Sterbegeld-/Bestattungspolicen

Das, worüber Menschen nicht gerne reden, woran sie nicht gerne denken, wird kurzerhand zum Tabuthema erklärt. Auch wir Deutschen, die dafür bekannt sind, sich auf jede Situation sorgfältig einzustellen und vorzubereiten, lassen das unangenehme Tabuthema „Tod“ lieber außen vor! Doch „gerade“ der Tod ist nicht umsonst und kann für die Angehörigen von Verstorbenen gravierende finanzielle Folgen haben.
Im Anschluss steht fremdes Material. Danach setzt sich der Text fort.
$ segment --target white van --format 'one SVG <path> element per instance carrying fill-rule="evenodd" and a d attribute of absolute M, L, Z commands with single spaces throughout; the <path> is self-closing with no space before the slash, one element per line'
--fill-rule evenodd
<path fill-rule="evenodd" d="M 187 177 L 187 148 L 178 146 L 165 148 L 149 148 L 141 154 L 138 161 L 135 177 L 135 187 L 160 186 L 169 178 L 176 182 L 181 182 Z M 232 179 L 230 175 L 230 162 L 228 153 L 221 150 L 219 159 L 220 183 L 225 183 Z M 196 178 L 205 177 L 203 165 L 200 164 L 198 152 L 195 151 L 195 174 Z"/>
Daher sollte ein guter Berater beizeiten, sowohl aus finanziellen Gesichtspunkten, aber auch aufgrund von sozialen Faktoren ausreichend über die Möglichkeit der „persönlichen Sterbefallvorsorge“ aufklären.

Kein angenehmes Thema – der Tod. Doch zur persönlichen Trauer stoßen oft noch finanzielle Zugänge hinzu. Denn je nach Art der Beisetzung, der Trauerfeier sowie eventuellen Folgekosten ist in kurzer Zeit eine stattliche Summe aufzubringen. Hier sind Bestattungskosten von 5.000 Euro und mehr mittlerweile die Regel und dabei sind weitere Aufwendungen, wie die Grabpflege, noch nicht berücksichtigt. Oft sind die Kosten so hoch, dass die Hinterbliebenen den letzten Wunsch des Verblichenen nicht angemessen erfüllen können. Wer meint, sich auf die Leistungen der gesetzlichen Krankenkassen verlassen zu können, der ist verlassen. Denn: Das Sterbegeld wurde ersatzlos aus dem Katalog der gesetzlichen Leistungen gestrichen. Das heißt, Angehörige müssen die Bestattungskosten aus eigener Tasche zahlen. „Eine unwürdige Bestattung, die dazu auch noch Kindern oder Verwandten Ärger bereitet, zählt zu den großen Sorgen moderner Senioren“, beschreibt Dr. Hans-Joachim Rauscher, Vertriebsvorstand NÜRNBERGER VERSICHERUNGSGRUPPE, die Problematik.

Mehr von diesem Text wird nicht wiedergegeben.